In the Brockham case, the OGA said in response to a Freedom of Information request that it relied on a letter from Surrey County Council to Angus as confirmation that planning permission was in place.

This letter said that new boreholes, including new sidetrack boreholes into different geological formations would not be covered by existing planning permissions.

8 replies »

  1. SCC send letter to Angus Energy stating no new permission required.

    OGA review said letter and provide approval to drill the sidetrack.

    Angus Energy drill the sidetrack.

    Did SCC obtain planning permission for the hole they dug themselves?

  2. [Edited by moderator] As you know the SCC has not provided anyone with any legal foundation or their “QC OPINION” to anyone. IN fact it is the only document that has not been leaked to you. [Edited by moderator] SHOW US THE SCC QC opinion. [Edited by moderator]

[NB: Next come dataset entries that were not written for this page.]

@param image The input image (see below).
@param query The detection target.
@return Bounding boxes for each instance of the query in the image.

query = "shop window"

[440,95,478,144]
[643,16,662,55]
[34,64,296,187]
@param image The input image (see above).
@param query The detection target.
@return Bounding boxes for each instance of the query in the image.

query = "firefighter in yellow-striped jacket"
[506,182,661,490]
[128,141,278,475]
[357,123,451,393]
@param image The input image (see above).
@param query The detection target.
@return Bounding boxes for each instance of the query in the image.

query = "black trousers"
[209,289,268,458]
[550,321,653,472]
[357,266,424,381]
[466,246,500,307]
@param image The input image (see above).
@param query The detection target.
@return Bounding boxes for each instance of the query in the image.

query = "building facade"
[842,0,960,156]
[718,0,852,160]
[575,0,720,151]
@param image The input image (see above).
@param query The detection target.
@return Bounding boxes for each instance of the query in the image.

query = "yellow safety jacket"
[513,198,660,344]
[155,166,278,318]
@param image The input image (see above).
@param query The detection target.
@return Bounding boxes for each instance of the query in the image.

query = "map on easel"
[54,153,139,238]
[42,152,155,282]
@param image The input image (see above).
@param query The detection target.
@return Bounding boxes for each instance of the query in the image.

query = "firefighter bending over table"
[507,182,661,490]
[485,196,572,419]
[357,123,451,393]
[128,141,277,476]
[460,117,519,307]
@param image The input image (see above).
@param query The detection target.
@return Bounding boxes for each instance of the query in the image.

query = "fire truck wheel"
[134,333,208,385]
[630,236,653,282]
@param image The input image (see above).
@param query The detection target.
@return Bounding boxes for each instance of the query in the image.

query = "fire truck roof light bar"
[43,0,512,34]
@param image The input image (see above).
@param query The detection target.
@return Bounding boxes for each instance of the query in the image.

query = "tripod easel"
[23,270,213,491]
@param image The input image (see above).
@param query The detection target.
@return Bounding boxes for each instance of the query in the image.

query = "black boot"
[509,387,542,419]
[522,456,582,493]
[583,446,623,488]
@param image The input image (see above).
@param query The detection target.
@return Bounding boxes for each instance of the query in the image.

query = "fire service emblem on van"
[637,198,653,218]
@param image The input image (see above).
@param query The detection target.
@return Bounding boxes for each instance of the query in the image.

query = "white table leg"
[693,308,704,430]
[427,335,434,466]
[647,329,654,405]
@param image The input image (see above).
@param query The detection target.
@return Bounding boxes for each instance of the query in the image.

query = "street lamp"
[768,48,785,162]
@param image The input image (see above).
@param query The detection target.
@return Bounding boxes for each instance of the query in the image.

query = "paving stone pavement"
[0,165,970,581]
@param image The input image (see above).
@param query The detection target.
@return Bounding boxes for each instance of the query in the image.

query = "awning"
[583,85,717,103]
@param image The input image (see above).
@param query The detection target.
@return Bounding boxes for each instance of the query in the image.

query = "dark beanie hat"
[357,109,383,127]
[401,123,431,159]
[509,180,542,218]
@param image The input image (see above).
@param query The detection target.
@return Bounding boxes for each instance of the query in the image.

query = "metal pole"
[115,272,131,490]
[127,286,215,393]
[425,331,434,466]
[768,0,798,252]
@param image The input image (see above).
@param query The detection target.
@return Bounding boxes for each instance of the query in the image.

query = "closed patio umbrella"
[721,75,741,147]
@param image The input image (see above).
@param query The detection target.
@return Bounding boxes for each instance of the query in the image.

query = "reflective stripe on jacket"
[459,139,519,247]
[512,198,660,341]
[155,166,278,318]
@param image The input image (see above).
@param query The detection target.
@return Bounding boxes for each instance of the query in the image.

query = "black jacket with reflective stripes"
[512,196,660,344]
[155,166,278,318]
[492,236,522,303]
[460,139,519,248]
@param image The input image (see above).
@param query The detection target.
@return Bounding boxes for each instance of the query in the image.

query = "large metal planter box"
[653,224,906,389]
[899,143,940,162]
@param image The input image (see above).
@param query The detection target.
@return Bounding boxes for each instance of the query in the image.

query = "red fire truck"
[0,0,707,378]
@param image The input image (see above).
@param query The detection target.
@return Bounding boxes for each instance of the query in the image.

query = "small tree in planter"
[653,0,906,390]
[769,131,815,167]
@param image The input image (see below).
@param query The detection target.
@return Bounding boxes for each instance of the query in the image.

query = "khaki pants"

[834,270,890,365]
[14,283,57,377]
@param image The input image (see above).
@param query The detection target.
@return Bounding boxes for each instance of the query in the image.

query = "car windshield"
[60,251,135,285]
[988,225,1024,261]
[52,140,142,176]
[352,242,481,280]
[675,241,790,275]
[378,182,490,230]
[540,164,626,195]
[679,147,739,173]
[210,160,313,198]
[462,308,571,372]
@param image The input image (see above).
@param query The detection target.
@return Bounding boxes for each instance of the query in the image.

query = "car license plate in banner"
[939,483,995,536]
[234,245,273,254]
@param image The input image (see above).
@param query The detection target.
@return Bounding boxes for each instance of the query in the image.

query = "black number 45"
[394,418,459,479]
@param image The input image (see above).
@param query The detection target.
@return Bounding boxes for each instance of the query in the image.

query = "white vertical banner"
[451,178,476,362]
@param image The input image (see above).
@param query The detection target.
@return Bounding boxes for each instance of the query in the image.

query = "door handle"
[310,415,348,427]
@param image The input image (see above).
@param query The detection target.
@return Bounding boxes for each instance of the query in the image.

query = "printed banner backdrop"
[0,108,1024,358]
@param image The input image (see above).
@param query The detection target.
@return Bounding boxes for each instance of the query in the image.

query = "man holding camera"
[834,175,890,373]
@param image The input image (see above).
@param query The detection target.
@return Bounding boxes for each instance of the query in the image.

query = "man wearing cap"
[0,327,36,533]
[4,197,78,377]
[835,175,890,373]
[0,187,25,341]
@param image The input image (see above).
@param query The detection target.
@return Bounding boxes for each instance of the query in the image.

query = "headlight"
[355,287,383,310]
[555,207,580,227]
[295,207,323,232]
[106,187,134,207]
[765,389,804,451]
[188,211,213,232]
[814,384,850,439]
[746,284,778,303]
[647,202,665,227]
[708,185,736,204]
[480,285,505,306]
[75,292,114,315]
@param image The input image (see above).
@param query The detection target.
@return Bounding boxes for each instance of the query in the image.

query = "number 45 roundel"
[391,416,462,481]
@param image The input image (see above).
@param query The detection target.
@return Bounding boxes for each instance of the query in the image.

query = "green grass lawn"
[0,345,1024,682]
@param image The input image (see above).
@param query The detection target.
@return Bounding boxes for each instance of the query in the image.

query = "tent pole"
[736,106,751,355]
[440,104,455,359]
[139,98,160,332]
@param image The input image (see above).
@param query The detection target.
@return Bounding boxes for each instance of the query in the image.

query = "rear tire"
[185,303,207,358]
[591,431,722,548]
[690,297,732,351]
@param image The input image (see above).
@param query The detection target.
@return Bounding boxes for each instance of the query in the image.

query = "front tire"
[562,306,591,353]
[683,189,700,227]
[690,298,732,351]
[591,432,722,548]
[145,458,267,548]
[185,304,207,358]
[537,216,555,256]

  3. So, the choreographing for the kiss and make up is underway. Hardly surprising, hardly news (no disrespect Ruth-I know it is of interest to some).
    Perhaps when it is all over and done with SCC can get on with balancing their books, and let businesses in their area get on with the same?

  4. Yes, I did. I also understand the facts. The sidetrack was not drilled to new depths nor new formations not previously drilled hence no new permission required, per SCC’s letter. It’s how AE, the OGA and Queen’s Counsel interpreted SCC’s advice. Perhaps their letter was badly written and didn’t accurately reflect their position, but who is to blame for that?

    • Fascinating that an industry so desperate to misuse the secret courts to get rulings seeking injunctions that intend to contravene basic human rights issues, suddenly complain and object to a QC rulings just because it doesn’t go their way?

      Also that an industry so desperate to claim gold standard regulations scream foul when planning conditions to strictly control planning permissions simply state that work cannot be done without the correctly observed attributable planning permission and approval?

      The simple truth appears to be that planning permissions and gold standard regulations are great to wave around to claim such regulations are the best in the world?

      However, when the least little enforceable adjudication actually does emerge contrary to operators attempts to run rough shod over the whole process suddenly it’s all screams of outrage and indignation?

      Then we get such screams of rage and abuse that conditions actually do operate in the way that they were intended and are supposed to be supported by the onshore ohandgee industry and it’s hired multiple PR team proponents?

      There is a word for that, and it is hypocrisy.

      In the words of a poster we all have the deepest respect for, “suck it up” or rather, in this case, you can’t suck it up without properly regulated and adjudicated legal planning permission?

  5. What utter twaddle. you have two government Agency,s both of who read the letter from the SCC & both interpret as saying no further planning was needed. so long as they did not drill any new geology. if that is not what the SCC meant to say. then who,s fault is that.